The outcome of the race secured the title for de Vries, and season-long rival Nicholas was quick to offer his congratulations.

“It’s unfortunate to lose the title but Nyck did it in style, so credit to him, and to his team,” he said.

“On my side, Race 1 was very difficult for me to manage as I felt I had a brake issue on the way to the grid and it stayed there the whole race.

“In the circumstances I was happy to get P2 as it looked as if my overall pace wasn’t great.”

That result put Nicholas P7 on the grid for Sunday’s reversed-grid Sprint Race and he rose up the order during a chaotic start, eventually securing more points for P4.

“The goal was to move forward, score more points, and consolidate P2 in the standings,” he said.

“I avoided the mess at the start, but I didn’t have huge confidence in the first lap or two, so my team-mate got past.

“It took me a few laps to get into the rhythm and overall the pace was pretty decent after that. I got the fastest lap – which was a positive – and then my team-mate’s penalty meant I got P4.”

Nicholas leaves Sochi Autodrom 10 points clear of nearest rival Luca Ghiotto, and will have to wait until the end of November to resume the runner-up battle, when the final round is contented in Abu Dhabi (29 Nov – 1 Dec).

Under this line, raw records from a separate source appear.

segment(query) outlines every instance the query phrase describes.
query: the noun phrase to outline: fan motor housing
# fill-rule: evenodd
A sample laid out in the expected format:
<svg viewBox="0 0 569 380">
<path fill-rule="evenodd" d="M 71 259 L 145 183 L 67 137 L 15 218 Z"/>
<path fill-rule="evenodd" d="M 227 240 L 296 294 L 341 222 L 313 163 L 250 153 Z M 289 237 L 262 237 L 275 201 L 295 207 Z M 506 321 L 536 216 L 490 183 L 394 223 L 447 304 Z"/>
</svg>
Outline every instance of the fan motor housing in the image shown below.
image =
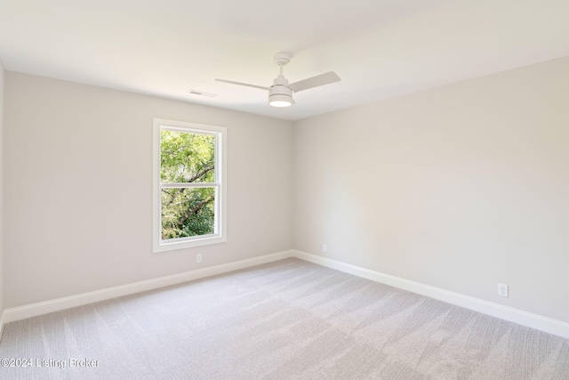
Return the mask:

Before then, he will resume his role as ROKiT Williams Racing’s Test and Reserve Driver.

“It’s a long time to wait now until the final round but I have some FP1s with Williams to keep me occupied,” he said.

 

Latifi pushing to close F2 points gap in Russia

The Canadian, who has four F2 wins to his credit this year, heads to Sochi occupying P2 in the Drivers’ Championship. He is 59 points behind title leader Nyck de Vries, with 96 still up for grabs across the four remaining races in Russia and Abu Dhabi.

The semi-permanent Sochi Autodrom will host Russia’s F2 round this weekend and, as a venue that winds its way between sports arenas that were used during the 2014 Winter Olympics, will provide a distinctive backdrop to the latest chapter in the F2 title story.

“Getting towards the end of the year the goal is always the same – to score as many points as possible. But as the rounds are counting down you want to make sure you’re still consistently scoring those points as there’s less rounds to make up what you lose,” Nicholas said.

“It was a bit of a shame to lose some points at Monza last time out, because that unfortunately means the title chase isn’t really in my hands at the moment. I can have an amazing last two rounds and Nyck can score some average points and still win the title.

“My focus is to get the best performance, get those big points, fight for those podiums and wins and we’ll see what happens. Mathematically I know it’s still more than possible but realistically it’ll be difficult. We’re still going to fight for it, though!”
Nicholas, who holds the role of ROKiT Williams Racing’s Formula 1 reserve driver, claimed a podium finish at the 5.85km-long Sochi Autodrom in 2018 and is confident that he and his DAMS team can fight for the leading positions once more this season.

“Sochi is a track where we had our best result last year, both me and the team, so that brings confidence going into the weekend,” he explained.

“We were quick both in qualifying and that race, so the confidence is high. I’m not worried about my performance, I know we’ll be at the sharp end of the grid but it’s about having a clean weekend and coming away with some big points.

“You get a bit of a street track feeling in Sochi even though it’s not a pure street track. There’s a lot of corners that are very similar in nature in that a lot of them are 90-degree corners or just above, so you get the same rhythm and flow through most of the lap.

“That makes it a bit simpler from a set-up point of view as normally you’re trying to find a good overall balance, whereas the range of corners is similar, so getting that sweet spot is an advantage.”

Practice and qualifying will take place on Friday, with Saturday’s F2 Feature Race scheduled for 16:45 local time (GMT+3). Sunday’s Sprint Race will begin at 11:20.